Tuesday, October 5, 2010


Oct 4. May S had walked the beach with "fascination of the waves, curling in foam around the rocks, advancing and retreating in an endless dance." Gladys T remembered the home dressmaker who had already disappeared into the past. "The town dressmaker was a grand institution." Linda Hogan tied it together for me. "Even new, a day itself is ancient, old with earth's habit of turning over and over again."

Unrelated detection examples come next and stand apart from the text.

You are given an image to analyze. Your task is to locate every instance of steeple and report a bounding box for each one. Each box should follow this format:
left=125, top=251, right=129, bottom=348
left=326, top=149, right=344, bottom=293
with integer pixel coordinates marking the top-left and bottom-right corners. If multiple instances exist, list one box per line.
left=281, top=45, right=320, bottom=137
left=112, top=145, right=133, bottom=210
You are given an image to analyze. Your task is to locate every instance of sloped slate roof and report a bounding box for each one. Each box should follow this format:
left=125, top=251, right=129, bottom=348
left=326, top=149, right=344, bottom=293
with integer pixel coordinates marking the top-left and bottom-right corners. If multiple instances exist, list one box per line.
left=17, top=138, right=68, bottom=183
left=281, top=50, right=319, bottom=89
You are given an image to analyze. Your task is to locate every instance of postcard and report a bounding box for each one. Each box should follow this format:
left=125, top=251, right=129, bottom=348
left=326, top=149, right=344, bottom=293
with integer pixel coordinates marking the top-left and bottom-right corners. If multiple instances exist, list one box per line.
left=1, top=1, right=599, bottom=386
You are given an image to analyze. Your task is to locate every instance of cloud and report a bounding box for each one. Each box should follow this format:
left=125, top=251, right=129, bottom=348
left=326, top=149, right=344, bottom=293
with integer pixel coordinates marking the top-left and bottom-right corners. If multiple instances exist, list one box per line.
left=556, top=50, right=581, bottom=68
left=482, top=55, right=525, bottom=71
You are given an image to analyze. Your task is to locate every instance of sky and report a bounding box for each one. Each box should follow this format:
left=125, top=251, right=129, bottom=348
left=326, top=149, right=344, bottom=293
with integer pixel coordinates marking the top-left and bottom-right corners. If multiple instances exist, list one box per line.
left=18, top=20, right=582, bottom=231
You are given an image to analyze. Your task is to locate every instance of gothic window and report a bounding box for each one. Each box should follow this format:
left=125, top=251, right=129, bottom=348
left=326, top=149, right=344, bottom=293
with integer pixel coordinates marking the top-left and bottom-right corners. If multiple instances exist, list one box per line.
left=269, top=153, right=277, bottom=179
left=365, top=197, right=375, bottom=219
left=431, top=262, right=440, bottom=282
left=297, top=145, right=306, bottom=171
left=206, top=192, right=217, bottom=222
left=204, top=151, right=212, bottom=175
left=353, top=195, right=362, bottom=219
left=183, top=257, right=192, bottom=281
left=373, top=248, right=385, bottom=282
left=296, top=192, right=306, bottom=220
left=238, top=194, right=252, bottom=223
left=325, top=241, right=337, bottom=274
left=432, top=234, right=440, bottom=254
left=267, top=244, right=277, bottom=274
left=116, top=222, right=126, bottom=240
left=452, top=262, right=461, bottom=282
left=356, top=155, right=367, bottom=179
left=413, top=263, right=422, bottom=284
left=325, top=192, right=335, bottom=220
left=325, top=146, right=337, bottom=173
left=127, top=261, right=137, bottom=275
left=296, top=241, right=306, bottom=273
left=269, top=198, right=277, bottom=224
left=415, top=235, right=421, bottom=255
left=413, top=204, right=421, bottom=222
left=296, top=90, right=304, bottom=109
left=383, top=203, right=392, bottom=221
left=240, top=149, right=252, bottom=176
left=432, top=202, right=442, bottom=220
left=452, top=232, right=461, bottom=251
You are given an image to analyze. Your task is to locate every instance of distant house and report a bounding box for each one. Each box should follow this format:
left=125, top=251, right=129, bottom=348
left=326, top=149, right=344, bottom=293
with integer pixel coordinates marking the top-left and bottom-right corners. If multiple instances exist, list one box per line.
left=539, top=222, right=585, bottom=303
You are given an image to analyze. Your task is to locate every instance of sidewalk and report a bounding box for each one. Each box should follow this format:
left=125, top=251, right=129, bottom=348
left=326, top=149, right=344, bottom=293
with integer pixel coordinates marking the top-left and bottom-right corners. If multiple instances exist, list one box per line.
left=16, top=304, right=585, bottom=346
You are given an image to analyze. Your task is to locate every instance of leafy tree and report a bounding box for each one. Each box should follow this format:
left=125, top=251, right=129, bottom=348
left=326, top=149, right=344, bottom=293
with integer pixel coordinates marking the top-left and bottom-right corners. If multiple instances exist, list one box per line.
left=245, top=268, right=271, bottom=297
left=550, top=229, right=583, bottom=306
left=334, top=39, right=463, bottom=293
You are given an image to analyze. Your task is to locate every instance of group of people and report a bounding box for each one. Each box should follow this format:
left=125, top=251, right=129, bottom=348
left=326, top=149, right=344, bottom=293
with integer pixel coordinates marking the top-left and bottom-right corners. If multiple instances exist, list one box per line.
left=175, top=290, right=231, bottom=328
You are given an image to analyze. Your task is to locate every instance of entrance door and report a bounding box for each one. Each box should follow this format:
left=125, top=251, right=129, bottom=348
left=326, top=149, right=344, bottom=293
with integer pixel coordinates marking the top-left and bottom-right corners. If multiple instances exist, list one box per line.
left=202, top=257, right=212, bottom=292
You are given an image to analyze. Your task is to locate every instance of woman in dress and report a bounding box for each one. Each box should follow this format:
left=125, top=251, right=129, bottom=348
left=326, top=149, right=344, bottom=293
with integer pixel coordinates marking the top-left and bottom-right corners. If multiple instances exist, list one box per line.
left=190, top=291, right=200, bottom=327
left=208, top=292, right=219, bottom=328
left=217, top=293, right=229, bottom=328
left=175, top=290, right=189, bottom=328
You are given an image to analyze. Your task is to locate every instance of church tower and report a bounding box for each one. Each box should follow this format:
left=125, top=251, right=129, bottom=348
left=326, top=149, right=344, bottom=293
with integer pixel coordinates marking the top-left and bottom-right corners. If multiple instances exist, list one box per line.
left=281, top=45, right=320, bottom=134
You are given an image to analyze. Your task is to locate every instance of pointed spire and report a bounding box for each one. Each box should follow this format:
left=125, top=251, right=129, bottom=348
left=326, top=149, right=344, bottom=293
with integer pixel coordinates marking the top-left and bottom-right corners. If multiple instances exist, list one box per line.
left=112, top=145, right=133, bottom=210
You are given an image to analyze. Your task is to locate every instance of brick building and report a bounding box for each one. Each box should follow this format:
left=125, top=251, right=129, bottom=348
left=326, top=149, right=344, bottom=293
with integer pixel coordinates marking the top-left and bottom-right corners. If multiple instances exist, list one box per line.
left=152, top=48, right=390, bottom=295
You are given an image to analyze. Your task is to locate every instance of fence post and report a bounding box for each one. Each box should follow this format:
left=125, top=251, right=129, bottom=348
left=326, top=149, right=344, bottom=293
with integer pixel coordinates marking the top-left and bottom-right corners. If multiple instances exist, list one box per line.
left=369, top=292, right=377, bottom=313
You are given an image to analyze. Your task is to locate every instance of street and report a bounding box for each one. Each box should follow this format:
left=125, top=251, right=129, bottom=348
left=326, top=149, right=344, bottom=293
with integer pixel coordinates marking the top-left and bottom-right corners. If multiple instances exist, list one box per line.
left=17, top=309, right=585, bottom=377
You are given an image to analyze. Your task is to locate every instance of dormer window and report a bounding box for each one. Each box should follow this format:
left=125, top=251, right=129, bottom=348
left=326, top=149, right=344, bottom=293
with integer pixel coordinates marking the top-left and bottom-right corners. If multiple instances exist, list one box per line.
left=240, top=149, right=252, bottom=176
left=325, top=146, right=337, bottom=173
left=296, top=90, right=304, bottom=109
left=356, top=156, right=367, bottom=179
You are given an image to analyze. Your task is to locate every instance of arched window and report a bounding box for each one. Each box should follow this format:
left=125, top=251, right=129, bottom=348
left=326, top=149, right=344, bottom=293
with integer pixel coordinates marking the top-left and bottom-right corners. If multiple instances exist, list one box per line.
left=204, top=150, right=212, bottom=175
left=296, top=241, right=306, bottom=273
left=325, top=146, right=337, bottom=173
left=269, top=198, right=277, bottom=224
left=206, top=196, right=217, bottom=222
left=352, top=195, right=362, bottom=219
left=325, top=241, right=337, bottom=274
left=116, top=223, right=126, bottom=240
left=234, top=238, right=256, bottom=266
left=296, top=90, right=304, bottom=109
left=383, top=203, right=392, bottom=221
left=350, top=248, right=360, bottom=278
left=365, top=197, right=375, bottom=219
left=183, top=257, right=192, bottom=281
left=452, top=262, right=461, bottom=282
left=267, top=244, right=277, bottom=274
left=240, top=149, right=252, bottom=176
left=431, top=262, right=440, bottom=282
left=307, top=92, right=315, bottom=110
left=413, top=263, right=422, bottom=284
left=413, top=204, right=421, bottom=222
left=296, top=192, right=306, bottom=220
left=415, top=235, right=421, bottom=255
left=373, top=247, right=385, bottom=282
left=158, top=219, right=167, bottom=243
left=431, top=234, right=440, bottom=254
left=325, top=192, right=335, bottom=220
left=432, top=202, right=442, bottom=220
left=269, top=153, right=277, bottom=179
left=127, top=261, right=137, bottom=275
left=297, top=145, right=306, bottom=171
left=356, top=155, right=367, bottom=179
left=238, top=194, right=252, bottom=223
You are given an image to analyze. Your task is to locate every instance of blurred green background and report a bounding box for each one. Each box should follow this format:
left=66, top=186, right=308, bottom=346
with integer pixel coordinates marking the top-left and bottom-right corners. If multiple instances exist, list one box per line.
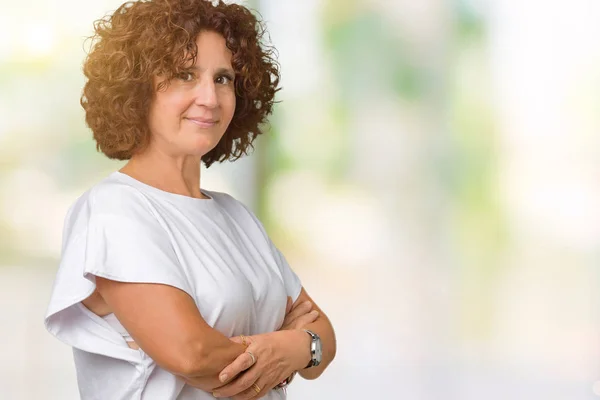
left=0, top=0, right=600, bottom=400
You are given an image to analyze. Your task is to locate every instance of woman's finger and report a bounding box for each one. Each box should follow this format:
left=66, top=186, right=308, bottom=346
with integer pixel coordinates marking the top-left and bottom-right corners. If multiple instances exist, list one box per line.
left=231, top=379, right=274, bottom=400
left=219, top=351, right=256, bottom=383
left=213, top=360, right=259, bottom=398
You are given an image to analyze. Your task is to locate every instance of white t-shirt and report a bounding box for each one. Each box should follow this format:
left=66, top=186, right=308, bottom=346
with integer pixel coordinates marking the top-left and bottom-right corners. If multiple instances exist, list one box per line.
left=45, top=171, right=302, bottom=400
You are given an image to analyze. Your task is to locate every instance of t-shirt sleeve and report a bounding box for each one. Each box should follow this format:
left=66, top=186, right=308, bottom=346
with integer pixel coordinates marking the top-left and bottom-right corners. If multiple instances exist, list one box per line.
left=45, top=186, right=193, bottom=363
left=83, top=214, right=190, bottom=293
left=271, top=242, right=302, bottom=302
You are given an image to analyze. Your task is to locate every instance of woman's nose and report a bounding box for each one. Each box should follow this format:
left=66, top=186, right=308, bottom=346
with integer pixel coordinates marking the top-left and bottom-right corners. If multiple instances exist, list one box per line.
left=195, top=80, right=219, bottom=108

On our way to Grand Rapids to pay bills Wallis saw a small dead deer on the shoulder. It brought to mind a story Esther Naganaub told me about the death of a young bear. A cub had been hit by a car near her home at Sawyer. The mother stayed with her dead child for three days and nights. Esther said the mother cried for her little one with audible grief. The mother continued to wash and groom the cub. She rolled it over and patted it gently. She slept beside it oblivious to passing traffic. Then one morning the mother was gone. It had been a three day wake.
Oct 5. Ruth Rosten wrote of writing, "Even a whisper... in the right creator's ear can flower into fables, cities, souls and seasons new on earth." I find this an exciting notion. Rosten also left these words, "I write to tell you how it is with me in the cold dark places of my mind." And also this, "I imitate, go house to house with an empty cup, borrow voices from a dozen poets."
Cedar and I put a recycled beverage bottle bird feeder on the window last night. Today we are waiting for birds to find it.